2001, im Herbst. Die Aufregung bei den Initiatoren ist groß. Die Künstler Dirk Paschke und Daniel Milohnić wollen in der Goethestraße in Frankfurt einen ramponierten Geldtransporter auf den Kopf legen.

Diese Kunstaktion gegen Kapital und Konsum passte auf den ersten Blick nicht zu einer vornehmen Privatbank, auch wenn diese gerade die BHF BANK Stiftung gegründet hatte, die unter anderem die Förderung der zeitgenössischen Künste zum Zweck haben sollte. Die Gremien der Stiftung hatten sich zum Beginn des neuen Jahrtausends vorgenommen, Künstler/-innen Raum und Zeit zu geben, sich mit ihren Arbeiten zu gesellschaftlichen Veränderungen zu positionieren. Die Stifterin, heute ist es die ODDO BHF AG, wollte mit den Frankfurter Positionen bewusst einen kritischen Diskurs eröffnen, um neue Wege und neue Sichtweisen in den Konflikten und Fragestellungen, die die rasanten politischen und technischen Entwicklungen hervorriefen, aufzuspüren. Der auf den Kopf gestellte Geldtransporter in der teuersten Einkaufsstraße Frankfurts war für den Auftakt eine markante Position.

Zur Premiere der ersten Frankfurter Positionen am 30.09.2001 lasen im Bockenheimer Depot die beauftragten Autor/-innen aus ihren neuen Theaterstücken, zum Beispiel Gesine Danckwart aus „Meinnicht“ und Roland Schimmelpfennig aus „Vorher/Nachher“. Im öffentlichen Raum stießen die Passant/-innen an der Hauptwache oder im Ostpark auf Installationen, Skulpturen oder Performances von bildenden Künstler/-innen, die die Straßen und Parks zu ihrem Ausstellungsraum umfunktionierten. Es entstand ein völlig neues Format, ein interdisziplinäres Festival mit Theater, bildender Kunst und Musik, dessen weitere Besonderheit bis heute darin besteht, dass seine Realisierung auf einer Kooperation von etablierten Kulturinstitutionen und Fachjurys beruht. Das Überraschende war für alle Beteiligten die Erfahrung, dass eine solche Zusammenarbeit über die Kunstsparten hinweg, ein neues kreatives Potential und Publikum erschließt. Vorausschauend schrieb der Hessische Rundfunk damals, dass diese interdisziplinäre Herangehensweise eine neue und unbedingt erstrebenswerte Kooperationsbereitschaft in der Frankfurter Kultur hervorrufen werde.

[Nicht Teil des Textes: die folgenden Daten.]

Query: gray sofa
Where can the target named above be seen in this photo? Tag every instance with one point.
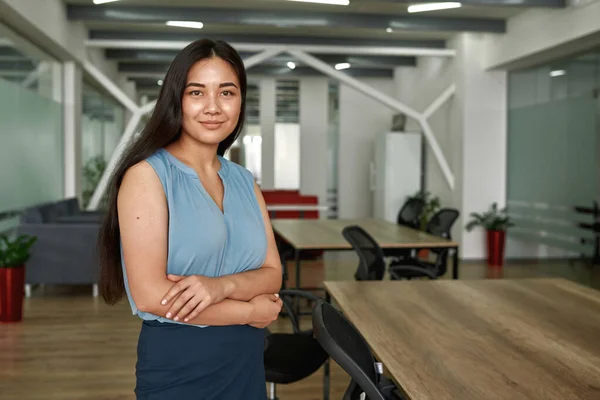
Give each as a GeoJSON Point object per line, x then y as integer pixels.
{"type": "Point", "coordinates": [65, 251]}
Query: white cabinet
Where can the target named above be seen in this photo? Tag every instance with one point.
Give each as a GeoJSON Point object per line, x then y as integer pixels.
{"type": "Point", "coordinates": [396, 171]}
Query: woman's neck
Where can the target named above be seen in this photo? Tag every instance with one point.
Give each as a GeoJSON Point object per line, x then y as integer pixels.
{"type": "Point", "coordinates": [197, 155]}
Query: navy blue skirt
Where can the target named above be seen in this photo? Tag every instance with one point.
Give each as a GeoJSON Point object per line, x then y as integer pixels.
{"type": "Point", "coordinates": [186, 362]}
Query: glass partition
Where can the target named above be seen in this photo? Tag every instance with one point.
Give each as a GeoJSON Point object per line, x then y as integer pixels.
{"type": "Point", "coordinates": [553, 147]}
{"type": "Point", "coordinates": [102, 125]}
{"type": "Point", "coordinates": [287, 135]}
{"type": "Point", "coordinates": [31, 134]}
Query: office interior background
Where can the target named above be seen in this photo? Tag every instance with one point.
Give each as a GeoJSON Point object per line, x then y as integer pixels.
{"type": "Point", "coordinates": [503, 97]}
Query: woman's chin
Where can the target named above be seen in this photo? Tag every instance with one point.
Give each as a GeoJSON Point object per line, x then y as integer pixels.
{"type": "Point", "coordinates": [210, 138]}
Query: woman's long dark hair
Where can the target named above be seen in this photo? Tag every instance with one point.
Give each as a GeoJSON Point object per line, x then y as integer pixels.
{"type": "Point", "coordinates": [163, 128]}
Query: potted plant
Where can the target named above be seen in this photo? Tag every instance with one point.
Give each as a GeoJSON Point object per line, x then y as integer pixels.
{"type": "Point", "coordinates": [92, 172]}
{"type": "Point", "coordinates": [495, 221]}
{"type": "Point", "coordinates": [432, 205]}
{"type": "Point", "coordinates": [14, 253]}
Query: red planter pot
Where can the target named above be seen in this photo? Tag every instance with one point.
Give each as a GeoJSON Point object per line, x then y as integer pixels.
{"type": "Point", "coordinates": [12, 282]}
{"type": "Point", "coordinates": [496, 241]}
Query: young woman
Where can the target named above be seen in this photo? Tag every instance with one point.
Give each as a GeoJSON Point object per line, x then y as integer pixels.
{"type": "Point", "coordinates": [187, 237]}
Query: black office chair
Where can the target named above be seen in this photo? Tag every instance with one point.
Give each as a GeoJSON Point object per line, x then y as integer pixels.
{"type": "Point", "coordinates": [372, 264]}
{"type": "Point", "coordinates": [439, 225]}
{"type": "Point", "coordinates": [409, 216]}
{"type": "Point", "coordinates": [291, 357]}
{"type": "Point", "coordinates": [342, 341]}
{"type": "Point", "coordinates": [410, 213]}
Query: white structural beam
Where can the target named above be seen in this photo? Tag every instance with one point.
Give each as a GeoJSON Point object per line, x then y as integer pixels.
{"type": "Point", "coordinates": [110, 86]}
{"type": "Point", "coordinates": [112, 163]}
{"type": "Point", "coordinates": [264, 55]}
{"type": "Point", "coordinates": [316, 49]}
{"type": "Point", "coordinates": [266, 52]}
{"type": "Point", "coordinates": [437, 103]}
{"type": "Point", "coordinates": [33, 76]}
{"type": "Point", "coordinates": [384, 99]}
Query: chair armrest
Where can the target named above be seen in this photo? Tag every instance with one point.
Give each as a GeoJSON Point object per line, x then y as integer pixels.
{"type": "Point", "coordinates": [286, 294]}
{"type": "Point", "coordinates": [396, 271]}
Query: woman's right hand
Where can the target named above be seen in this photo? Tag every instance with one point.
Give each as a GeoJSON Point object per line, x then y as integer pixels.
{"type": "Point", "coordinates": [266, 308]}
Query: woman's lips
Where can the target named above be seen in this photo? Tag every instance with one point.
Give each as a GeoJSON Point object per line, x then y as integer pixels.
{"type": "Point", "coordinates": [211, 124]}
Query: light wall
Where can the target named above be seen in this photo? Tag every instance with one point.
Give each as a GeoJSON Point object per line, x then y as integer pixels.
{"type": "Point", "coordinates": [540, 35]}
{"type": "Point", "coordinates": [470, 129]}
{"type": "Point", "coordinates": [31, 154]}
{"type": "Point", "coordinates": [361, 120]}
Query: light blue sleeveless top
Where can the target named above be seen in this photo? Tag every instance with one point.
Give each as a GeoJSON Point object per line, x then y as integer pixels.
{"type": "Point", "coordinates": [202, 239]}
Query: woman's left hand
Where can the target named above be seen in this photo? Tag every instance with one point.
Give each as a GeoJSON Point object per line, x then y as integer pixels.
{"type": "Point", "coordinates": [195, 294]}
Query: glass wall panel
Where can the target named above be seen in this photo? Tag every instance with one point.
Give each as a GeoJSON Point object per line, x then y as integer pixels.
{"type": "Point", "coordinates": [553, 150]}
{"type": "Point", "coordinates": [102, 125]}
{"type": "Point", "coordinates": [287, 135]}
{"type": "Point", "coordinates": [251, 149]}
{"type": "Point", "coordinates": [31, 134]}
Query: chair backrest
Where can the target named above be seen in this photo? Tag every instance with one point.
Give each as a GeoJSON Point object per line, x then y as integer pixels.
{"type": "Point", "coordinates": [410, 213]}
{"type": "Point", "coordinates": [344, 344]}
{"type": "Point", "coordinates": [372, 260]}
{"type": "Point", "coordinates": [441, 223]}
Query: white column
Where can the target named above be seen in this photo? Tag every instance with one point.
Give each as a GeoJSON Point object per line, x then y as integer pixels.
{"type": "Point", "coordinates": [72, 89]}
{"type": "Point", "coordinates": [484, 139]}
{"type": "Point", "coordinates": [314, 99]}
{"type": "Point", "coordinates": [267, 106]}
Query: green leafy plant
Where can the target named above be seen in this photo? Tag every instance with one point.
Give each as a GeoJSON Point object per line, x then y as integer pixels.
{"type": "Point", "coordinates": [492, 220]}
{"type": "Point", "coordinates": [15, 252]}
{"type": "Point", "coordinates": [92, 172]}
{"type": "Point", "coordinates": [432, 205]}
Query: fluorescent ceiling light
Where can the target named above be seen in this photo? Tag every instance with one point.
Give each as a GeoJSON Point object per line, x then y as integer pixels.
{"type": "Point", "coordinates": [335, 2]}
{"type": "Point", "coordinates": [186, 24]}
{"type": "Point", "coordinates": [433, 6]}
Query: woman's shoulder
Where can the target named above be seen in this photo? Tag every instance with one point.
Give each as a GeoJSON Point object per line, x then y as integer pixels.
{"type": "Point", "coordinates": [237, 171]}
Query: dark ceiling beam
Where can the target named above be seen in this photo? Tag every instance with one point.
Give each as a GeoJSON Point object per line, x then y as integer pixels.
{"type": "Point", "coordinates": [280, 18]}
{"type": "Point", "coordinates": [493, 3]}
{"type": "Point", "coordinates": [138, 60]}
{"type": "Point", "coordinates": [307, 71]}
{"type": "Point", "coordinates": [284, 72]}
{"type": "Point", "coordinates": [19, 65]}
{"type": "Point", "coordinates": [279, 39]}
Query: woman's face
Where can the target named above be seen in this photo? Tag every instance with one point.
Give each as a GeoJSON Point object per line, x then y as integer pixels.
{"type": "Point", "coordinates": [211, 101]}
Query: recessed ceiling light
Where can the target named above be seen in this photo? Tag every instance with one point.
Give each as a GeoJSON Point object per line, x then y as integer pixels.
{"type": "Point", "coordinates": [433, 6]}
{"type": "Point", "coordinates": [186, 24]}
{"type": "Point", "coordinates": [334, 2]}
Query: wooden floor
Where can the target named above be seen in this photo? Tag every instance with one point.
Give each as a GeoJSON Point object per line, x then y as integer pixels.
{"type": "Point", "coordinates": [72, 346]}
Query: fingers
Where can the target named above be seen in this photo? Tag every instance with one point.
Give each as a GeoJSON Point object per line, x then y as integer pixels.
{"type": "Point", "coordinates": [175, 289]}
{"type": "Point", "coordinates": [175, 278]}
{"type": "Point", "coordinates": [196, 311]}
{"type": "Point", "coordinates": [179, 303]}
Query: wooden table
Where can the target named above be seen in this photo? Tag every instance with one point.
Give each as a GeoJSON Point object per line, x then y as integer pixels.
{"type": "Point", "coordinates": [480, 340]}
{"type": "Point", "coordinates": [326, 234]}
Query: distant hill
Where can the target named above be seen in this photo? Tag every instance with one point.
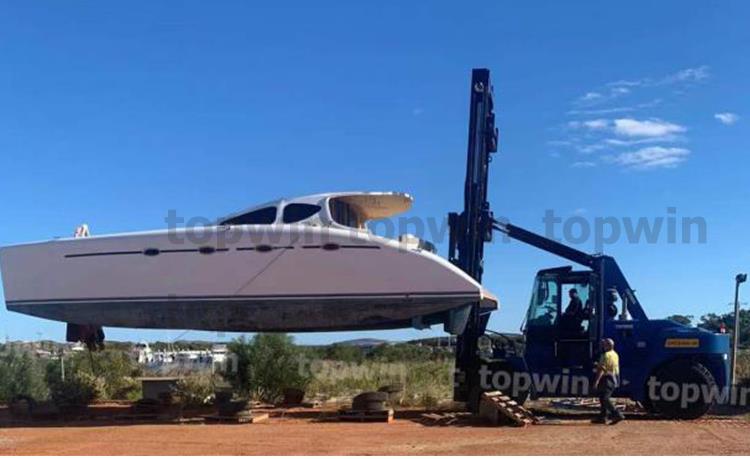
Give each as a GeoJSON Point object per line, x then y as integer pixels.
{"type": "Point", "coordinates": [363, 342]}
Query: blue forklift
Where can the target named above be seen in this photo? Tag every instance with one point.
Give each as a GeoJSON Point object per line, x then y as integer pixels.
{"type": "Point", "coordinates": [663, 363]}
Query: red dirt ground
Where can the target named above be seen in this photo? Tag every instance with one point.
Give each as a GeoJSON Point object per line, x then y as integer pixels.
{"type": "Point", "coordinates": [285, 436]}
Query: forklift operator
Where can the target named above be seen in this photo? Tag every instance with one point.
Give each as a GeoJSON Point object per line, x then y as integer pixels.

Genauso kam es. Der Erfolg der ersten Frankfurter Positionen ermutigte die BHF BANK Stiftung, dieses „Festival der neuen Werke“ als Biennale weiter zu ermöglichen. So ist über die Jahre ein großes Netzwerk von Kulturpartnern entstanden, aus dem sich weitere Formate entwickelt haben wie zum Beispiel „Die Lange Nacht der Sozialforschung“ im MMK oder eigene Werkaufträge in der Tanz- und Performancekunst. Die Zusammenarbeit der Partnerinstitutionen beschränkt sich längst nicht mehr nur auf das Festival. Sie kooperieren regelmäßig in Produktionen und Ausstellungen, einige betreiben gemeinsam die Produktions- und Spielstätte Frankfurt LAB, und fast alle verfolgen sie den zukunftweisenden Plan, den Kulturcampus Frankfurt, ein Zentrum der zeitgenössischen Künste, Ausbildung und Wissenschaft zu bauen. Die Aufregung, die der Geldtransporter 2001 auslöste, war also Beginn einer neuen und produktiven Entwicklung in der Frankfurter Kultur.

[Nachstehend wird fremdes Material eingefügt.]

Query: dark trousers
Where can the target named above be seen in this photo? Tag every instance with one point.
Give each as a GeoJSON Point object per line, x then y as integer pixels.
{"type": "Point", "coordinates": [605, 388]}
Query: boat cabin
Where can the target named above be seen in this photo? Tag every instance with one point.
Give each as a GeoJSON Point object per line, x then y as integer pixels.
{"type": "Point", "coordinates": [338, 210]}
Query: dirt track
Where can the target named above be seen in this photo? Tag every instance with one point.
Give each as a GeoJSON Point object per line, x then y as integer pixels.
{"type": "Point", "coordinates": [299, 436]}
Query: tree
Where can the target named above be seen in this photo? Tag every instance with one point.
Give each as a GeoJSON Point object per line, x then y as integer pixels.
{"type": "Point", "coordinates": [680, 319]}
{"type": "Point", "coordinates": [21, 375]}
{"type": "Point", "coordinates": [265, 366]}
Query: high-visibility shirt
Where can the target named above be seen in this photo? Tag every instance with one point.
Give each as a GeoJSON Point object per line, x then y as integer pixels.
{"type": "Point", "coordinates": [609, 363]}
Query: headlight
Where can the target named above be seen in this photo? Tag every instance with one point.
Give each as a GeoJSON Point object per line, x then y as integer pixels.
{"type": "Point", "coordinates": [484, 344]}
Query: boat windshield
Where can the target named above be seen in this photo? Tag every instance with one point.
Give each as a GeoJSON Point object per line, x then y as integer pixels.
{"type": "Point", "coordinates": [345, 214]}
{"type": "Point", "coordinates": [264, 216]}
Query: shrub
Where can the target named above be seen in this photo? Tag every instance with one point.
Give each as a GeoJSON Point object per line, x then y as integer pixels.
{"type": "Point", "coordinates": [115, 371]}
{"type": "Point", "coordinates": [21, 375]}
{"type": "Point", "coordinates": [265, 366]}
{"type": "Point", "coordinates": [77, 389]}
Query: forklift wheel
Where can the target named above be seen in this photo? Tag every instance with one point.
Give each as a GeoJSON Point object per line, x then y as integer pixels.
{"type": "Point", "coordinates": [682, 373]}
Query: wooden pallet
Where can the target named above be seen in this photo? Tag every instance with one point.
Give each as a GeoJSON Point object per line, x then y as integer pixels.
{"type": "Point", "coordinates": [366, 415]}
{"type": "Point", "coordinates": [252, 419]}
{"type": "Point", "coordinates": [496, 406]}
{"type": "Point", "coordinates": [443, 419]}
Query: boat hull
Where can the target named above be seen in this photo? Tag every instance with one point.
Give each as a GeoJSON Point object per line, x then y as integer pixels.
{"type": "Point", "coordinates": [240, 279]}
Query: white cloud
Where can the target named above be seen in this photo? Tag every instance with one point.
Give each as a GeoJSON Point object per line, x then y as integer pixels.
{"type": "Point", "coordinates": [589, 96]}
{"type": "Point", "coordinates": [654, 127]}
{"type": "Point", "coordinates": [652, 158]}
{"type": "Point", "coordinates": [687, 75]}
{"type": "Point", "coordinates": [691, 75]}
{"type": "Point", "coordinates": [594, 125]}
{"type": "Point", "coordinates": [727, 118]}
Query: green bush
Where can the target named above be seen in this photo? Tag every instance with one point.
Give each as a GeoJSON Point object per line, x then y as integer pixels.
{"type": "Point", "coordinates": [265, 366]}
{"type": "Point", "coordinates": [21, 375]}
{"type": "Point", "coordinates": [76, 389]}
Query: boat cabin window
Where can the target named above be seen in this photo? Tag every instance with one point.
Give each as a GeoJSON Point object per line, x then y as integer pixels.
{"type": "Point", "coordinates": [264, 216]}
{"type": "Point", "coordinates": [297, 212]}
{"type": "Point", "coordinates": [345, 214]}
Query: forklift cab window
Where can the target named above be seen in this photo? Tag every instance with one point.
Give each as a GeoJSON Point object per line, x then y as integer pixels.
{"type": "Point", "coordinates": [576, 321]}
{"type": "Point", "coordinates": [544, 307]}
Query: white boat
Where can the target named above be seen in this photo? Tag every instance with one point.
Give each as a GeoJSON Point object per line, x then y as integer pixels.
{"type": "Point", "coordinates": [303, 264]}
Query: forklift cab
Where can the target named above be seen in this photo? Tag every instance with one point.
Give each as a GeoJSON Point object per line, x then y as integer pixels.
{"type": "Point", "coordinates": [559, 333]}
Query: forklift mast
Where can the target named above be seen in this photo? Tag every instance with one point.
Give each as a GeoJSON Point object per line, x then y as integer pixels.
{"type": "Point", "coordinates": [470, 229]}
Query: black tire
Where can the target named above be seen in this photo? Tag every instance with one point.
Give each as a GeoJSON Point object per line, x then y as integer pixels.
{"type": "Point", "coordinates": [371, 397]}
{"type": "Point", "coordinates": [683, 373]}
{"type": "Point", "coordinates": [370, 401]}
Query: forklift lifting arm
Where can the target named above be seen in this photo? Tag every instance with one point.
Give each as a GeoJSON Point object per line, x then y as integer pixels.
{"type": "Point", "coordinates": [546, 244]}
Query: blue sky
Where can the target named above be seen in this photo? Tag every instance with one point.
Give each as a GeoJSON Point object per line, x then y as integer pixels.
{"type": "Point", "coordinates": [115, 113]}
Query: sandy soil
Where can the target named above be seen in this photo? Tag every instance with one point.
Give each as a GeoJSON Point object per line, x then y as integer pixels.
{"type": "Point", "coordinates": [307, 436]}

20 Jahre später haben die BHF BANK Stiftung und ihre Kooperationspartner allen Anlass ihr Jubiläum mit den Künstler/-innen, den Referent/-innen und dem Publikum der Frankfurter Positionen zu feiern. Die Eröffnungspremiere findet am 01.02.2021 statt. Auf dem Programm steht die Uraufführung des neuen Werks des Nature Theater of Oklahoma aus New York. Ganz im Geist des Festivals haben sich dafür Schauspiel Frankfurt und Künstlerhaus Mousonturm zusammengetan – als Koproduzenten.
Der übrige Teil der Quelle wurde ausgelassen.